Here are White-Lancette’s keys to strengthening and improving your shot for next season.
Remember to stay low and maintain proper knee bend through all shooting drills and exercises.
“That’s truly important because that’s where your power comes from,” White-Lancette said. “What I see the most is when kids are standing up, their hands tend to get closer together and pull up on the stick. If they’re able to focus on the proper knee bend, that translates into their hands being in the proper position, and once those hands are in proper position, they’re able to utilize the flex in their stick."
Distributing Body Weight
Shooting is not just about wrists and forearms.
“Another big thing is distributing body weight,” White-Lancette said. “At the younger ages, being able to use every single thing you have. Utilizing your legs and your torso and core, and then coming up through your hands and distributing your weight following through to the net is really important.”
If you’re not following through, you’re limiting velocity.
“As you’re following through, you’re distributing your weight from the back foot to the front foot. Now they’re getting the mechanics of actually using their torso, using their trunk to try to follow through. And again, the stronger the core, the stronger the shot.”
Get a longer exercise band. Put one end around something sturdy and the other around the end of your stick. Use that for resistance training while mimicking your shot.
“Now you’re engaging those core muscles,” White-Lancette said. “You’re working your back, your legs, your torso — everything that you would do in a regular shot, but you don’t need pucks or a net to do it.”
If you have access to a pool, hop in with your stick.

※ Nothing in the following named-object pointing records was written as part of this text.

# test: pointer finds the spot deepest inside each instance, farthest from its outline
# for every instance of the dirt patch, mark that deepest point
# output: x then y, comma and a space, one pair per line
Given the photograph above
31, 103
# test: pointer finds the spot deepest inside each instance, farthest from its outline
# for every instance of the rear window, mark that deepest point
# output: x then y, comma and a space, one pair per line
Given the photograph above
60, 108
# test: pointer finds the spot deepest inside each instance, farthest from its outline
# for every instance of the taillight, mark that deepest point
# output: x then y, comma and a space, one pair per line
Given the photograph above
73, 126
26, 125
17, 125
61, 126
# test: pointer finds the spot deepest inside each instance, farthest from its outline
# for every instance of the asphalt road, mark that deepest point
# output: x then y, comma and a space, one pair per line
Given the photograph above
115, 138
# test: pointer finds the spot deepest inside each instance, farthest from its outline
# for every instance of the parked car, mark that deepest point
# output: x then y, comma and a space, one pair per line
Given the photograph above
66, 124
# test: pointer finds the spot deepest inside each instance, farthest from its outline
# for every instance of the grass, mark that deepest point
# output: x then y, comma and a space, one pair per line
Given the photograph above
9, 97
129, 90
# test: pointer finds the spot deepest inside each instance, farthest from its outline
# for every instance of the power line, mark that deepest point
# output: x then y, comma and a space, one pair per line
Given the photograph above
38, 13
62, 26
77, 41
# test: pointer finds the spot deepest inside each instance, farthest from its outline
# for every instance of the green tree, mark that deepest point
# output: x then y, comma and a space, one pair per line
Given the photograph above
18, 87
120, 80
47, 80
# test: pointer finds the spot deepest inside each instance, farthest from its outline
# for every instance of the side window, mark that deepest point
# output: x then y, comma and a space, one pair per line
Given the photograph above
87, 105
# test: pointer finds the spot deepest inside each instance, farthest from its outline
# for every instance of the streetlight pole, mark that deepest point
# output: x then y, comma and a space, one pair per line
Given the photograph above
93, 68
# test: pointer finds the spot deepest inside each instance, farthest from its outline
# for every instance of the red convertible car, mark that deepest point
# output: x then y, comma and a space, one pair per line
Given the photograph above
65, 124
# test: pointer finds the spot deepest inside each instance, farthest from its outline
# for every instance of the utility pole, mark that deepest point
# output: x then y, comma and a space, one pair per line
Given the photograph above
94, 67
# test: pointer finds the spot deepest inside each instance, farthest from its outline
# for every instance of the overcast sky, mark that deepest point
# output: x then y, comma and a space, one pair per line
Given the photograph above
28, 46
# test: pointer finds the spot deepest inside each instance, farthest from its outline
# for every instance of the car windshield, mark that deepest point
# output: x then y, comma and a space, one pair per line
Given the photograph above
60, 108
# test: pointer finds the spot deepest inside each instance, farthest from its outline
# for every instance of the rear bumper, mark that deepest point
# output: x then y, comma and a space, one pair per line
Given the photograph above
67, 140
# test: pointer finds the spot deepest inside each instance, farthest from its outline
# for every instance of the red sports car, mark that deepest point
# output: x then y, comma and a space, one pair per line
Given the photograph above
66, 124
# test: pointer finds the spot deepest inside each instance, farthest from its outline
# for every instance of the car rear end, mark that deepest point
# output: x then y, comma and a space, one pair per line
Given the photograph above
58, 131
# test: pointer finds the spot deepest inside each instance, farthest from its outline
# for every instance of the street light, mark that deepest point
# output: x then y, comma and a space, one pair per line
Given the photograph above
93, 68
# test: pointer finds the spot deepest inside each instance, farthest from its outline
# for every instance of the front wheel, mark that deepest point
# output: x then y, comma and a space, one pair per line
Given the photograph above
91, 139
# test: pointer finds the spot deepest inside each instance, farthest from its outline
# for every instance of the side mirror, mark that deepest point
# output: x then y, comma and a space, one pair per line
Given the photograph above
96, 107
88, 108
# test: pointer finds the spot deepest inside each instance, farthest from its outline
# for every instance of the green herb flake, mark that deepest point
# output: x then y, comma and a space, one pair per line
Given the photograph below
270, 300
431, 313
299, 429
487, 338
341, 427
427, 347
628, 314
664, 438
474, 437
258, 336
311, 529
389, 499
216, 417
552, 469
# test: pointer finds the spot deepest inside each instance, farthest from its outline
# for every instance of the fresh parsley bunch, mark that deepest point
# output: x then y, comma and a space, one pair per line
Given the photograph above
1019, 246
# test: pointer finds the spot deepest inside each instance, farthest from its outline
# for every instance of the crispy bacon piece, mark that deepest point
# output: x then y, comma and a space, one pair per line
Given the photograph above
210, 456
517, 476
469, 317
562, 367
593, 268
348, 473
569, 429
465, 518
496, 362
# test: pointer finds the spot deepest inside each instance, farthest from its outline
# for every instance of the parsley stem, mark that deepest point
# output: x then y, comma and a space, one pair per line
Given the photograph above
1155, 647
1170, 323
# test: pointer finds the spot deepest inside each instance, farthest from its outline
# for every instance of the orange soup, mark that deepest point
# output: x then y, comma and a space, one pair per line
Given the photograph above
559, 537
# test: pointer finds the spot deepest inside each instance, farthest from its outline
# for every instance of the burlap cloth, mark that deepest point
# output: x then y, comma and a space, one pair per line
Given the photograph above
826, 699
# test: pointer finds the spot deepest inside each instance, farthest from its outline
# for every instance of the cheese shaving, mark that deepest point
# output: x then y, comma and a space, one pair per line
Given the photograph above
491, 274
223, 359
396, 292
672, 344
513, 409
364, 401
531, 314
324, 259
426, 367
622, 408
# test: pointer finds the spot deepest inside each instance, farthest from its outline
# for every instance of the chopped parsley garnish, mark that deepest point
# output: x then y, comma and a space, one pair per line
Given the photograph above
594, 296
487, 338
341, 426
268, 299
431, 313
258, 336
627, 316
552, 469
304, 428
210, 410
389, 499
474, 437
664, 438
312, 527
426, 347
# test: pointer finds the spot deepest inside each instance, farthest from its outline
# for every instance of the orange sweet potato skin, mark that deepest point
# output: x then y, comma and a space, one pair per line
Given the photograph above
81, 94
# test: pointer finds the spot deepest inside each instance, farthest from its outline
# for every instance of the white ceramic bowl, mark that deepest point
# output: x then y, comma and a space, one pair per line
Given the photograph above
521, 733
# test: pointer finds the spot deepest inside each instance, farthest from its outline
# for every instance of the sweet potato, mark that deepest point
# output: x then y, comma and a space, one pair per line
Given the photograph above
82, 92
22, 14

“You’ll realize quickly that when you go through the shooting motion in the water, back and forth, you’re strengthening your core — it’s really hard. The resistance of doing that back and forth, back and forth, you hop out of the pool and now you do it and it becomes that much easier. Or you hop out and you shoot 10 pucks.
“Your pucks will just zing.”
One easy way to add resistance is by taping a puck to the blade of your stick. Now you have a weighted blade. Go through the proper shooting motions.
Now go back to your regular stick without the puck taped to the blade and you’ll notice a big difference.
“Anything you can do to add resistance to help strengthen your core will give you that much more power behind your shot,” White-Lancette said.
Stick your arm out completely straight with your top hand on top of the stick (where it normally is). Use your wrist to make the stick go up and then back down and stop parallel to the ground. Then you can move it laterally to the left, stop in the middle, go to the right, and back to the middle.
“I have a 7- and a 9-year-old. It’s hard for younger kids to keep that arm out completely straight. For stronger kids, maybe use the weighted stick with the puck taped on it and try to do it that way.”
Shooting with a Purpose
If you do have a net or something to shoot at, don’t just shoot pucks mindlessly into the net. You’ll develop bad habits.
“If you’re shooting 500 pucks and only shooting off the back leg or you’re not utilizing your entire body through that, then you’re not doing it properly — and that’s the biggest thing. If you can work on your mechanics and then work on your reps, then that would obviously be huge.”
Once you have mastered your mechanics, ask a family member to pass the puck or if you have a wall to pass the puck back, you can work on one-timers, a quick catch and release, pulling to the backhand, etc. Add in a stickhandling maneuver or move to evade an opponent and change the shooting angle. Having a plan and a purpose increases how much your effort will transfer into scoring more on the ice.
Work on Weaknesses
Now’s the time to work on things you’re not good at.
“Everyone likes taking slap shots, but let’s work on the wrist shot, the snap shot, the backhand,” White-Lancette said. “Working on the things you’re not good at will give you that much more confidence on the ice.”
Using film can be a useful tool.
“It helps to see what you’re doing because sometimes you can explain it to a kid and they really don’t understand or know that they’re doing something wrong,” White-Lancette said. “Visually this can be very helpful for kids to see what they’re actually doing so they can correct it a little bit easier.”
Keeping Kids Motivated
How can you keep kids motivated and engaged at home?
“Make a board that says there’s this many shots: let’s do 10 of these, 10 of these, 20 of these different shots, and have a goal for them,” White-Lancette said. “I think setting goals and making it a contest or something like that, they’ll be more engaged. There has to be some fun or incentive, something to get them motivated to go out and do it.”